INTERNATIONAL COMEX NEWS
- Gold prices were little changed on Monday, hovering close to two-week lows as traders began to focus on this week’s Federal Reserve monetary policy meeting. Comex gold futures were steady at $1,311.9 a troy ounce by 09:00 a.m. ET (13:00 GMT), just off a two-week trough of $1,307.4 hit overnight. Later in the week, the Fed is widely expected to raise rates by a quarter point at the conclusion of its two-day policy meeting.
- Crude oil remained lower on Monday, pulling away from recent two-week highs as news of a rise in U.S. drilling added to concerns over output levels and overshadowed upbeat global demand projections. The U.S. West Texas Intermediate crude April contract was down 21 cents or about 0.29% at $62.23 a barrel by 10:00 a.m. ET (14:00 GMT), after hitting a two-week peak of $62.54 on Friday.
- Natural gas futures started the week on the back foot on Monday, amid speculation the end of the winter heating season will bring warmer temperatures throughout the U.S. and cut into demand for the fuel. Front-month U.S. natural gas futures slumped 5.0 cents, or around 1.8%, to $2.646 per million British thermal units (btu) by 9:50AM ET (1350GMT). It reached its lowest since Feb.
- The European Central Bank and Bank of Japan are about three years behind the Federal Reserve in policy normalization as inflation in Europe and Japan will likely stay below their 2 percent target in the foreseeable future, Bank of America Merrill Lynch (NYSE:BAC) said on Monday. The ECB would not raise its policy rates until 2019, while the BOJ would only make modest adjustments in yield curve control and raise its policy rate until at least 2010, Bank of America Merrill’s global economist Ethan Harris wrote in a research note.
- The United States has raised concerns about the functioning of the World Trade Organization and asked for reforms, WTO Director General Roberto Azevedo said on Monday, as global trade tensions increased. Azevedo, who is attending a two-day informal meeting of about 50 WTO members in New Delhi, told reporters that the global trade environment was quite risky and the trade body had sought an “open and honest” conversation with its members.

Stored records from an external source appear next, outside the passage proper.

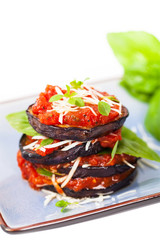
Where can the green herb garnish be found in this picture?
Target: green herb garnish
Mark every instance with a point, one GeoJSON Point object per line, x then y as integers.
{"type": "Point", "coordinates": [76, 84]}
{"type": "Point", "coordinates": [152, 121]}
{"type": "Point", "coordinates": [76, 101]}
{"type": "Point", "coordinates": [104, 108]}
{"type": "Point", "coordinates": [112, 98]}
{"type": "Point", "coordinates": [114, 149]}
{"type": "Point", "coordinates": [19, 121]}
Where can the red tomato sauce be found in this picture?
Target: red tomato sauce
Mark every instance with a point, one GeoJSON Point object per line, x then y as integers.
{"type": "Point", "coordinates": [84, 117]}
{"type": "Point", "coordinates": [105, 141]}
{"type": "Point", "coordinates": [39, 151]}
{"type": "Point", "coordinates": [91, 182]}
{"type": "Point", "coordinates": [36, 180]}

- The Brexit transition deal agreed with the European Union will make little difference to business leaders as they need legal certainty and will continue to plan for a no deal scenario until they get it, said James Stewart, KPMG’s head of Brexit. “I’m glad to see that terms have been agreed on transition– but we should remember that this is a contract that’s been written but not signed,” Stewart said.